• Le prince
    C’est toi mon ami ? Ne me cherche plus, je me repose ici. J’aime parfois dormir à la proue et entendre les bâches résonner sous les paquets de mer. J’aime entendre la voix franche des marins plaisantant et buvant leurs rasades. Vivre ainsi me convient, gai, un peu débraillé. Je redoute le retour près de ma mère, dans mon royaume.
    Borée
    Les côtes approchent, prince. Vous devriez rejoindre votre cabine et changer vos vêtements. La cour vous attendra dès votre arrivée au port.
    Le prince
    Hélas, dans quelques heures je serai à nouveau dans l’ombre chancelante de cette grande salle aux dalles luisantes qui soupirent sous les pas des autres princes marchant depuis le passé.
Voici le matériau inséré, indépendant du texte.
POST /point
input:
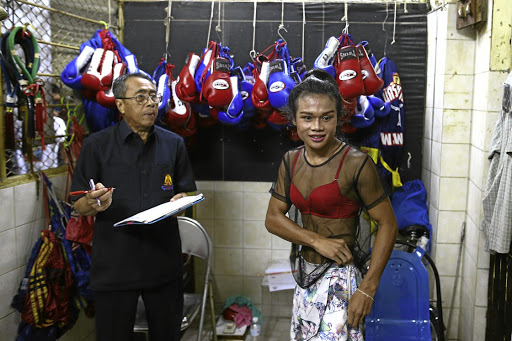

Chut ! J’entends leurs pas. Ils arrivent deux par deux, bottés, la tête couronnée de laurier gagné au cours des batailles menées au creux des vallées. Je les entends parler en brave, avec ces accents graves des gens qui ont agi. Et voilà aussi, le jeune prince, mon lointain cousin, tourmenteur de la belle noyée. Je le vois, si loin devant.
    Borée
    Vous devez être fatigué, après cette nuit de tempête et le naufrage.
    Le prince
    Quoi, toi aussi tu t’alarmes ? Parce qu’un prince a glissé par-dessus bord, tu t’inquiètes. S’inquiète-t-on quand c’est un vieillard inconnu qu’on jette dans l’océan ? Ce naufrage m’aura permis de connaître une île délicieuse et d’être éveillé par de charmantes jeunes filles. Et votre voilier ne m’a-t-il pas trouvé sur cette plage pour que je suive mon destin sans retard ? Cette mort-là m’aurait été bien douce, je serais mort en héros, ou presque, en tout cas on l’aurait fait croire à mon peuple. Et je serais pleuré, jeune mort sur le chemin de la gloire. Au lieu de ça, je retrouve les jours gris. Mon propre navire, dit-on, a fini sa route et se trouve à bon port. Mes compagnons sont sains et saufs. Aucune errance ne m’est promise. De ce voyage, je ne garde d’heureux que notre rencontre. Ce n’est pas seulement l’heureuse arrivée de ton voilier sur cette plage, c’est ta présence en contretemps de ces jours où la raison m'installe dans le palais de mes pères pour y régner désormais.
    Borée
    Que reproches-tu à ton destin ? N’est-ce pas envieux d’être prince ?
    Le prince
    Je n’ai ni les privilèges de mes ancêtres, ni leurs douleurs extrêmes, ni leurs passions dévastatrices. Mon costume d’homme moderne me pèse bien plus que leurs cotes d’acier ? Je n’ais pas non plus leurs doutes superbes et leur détresse fatale.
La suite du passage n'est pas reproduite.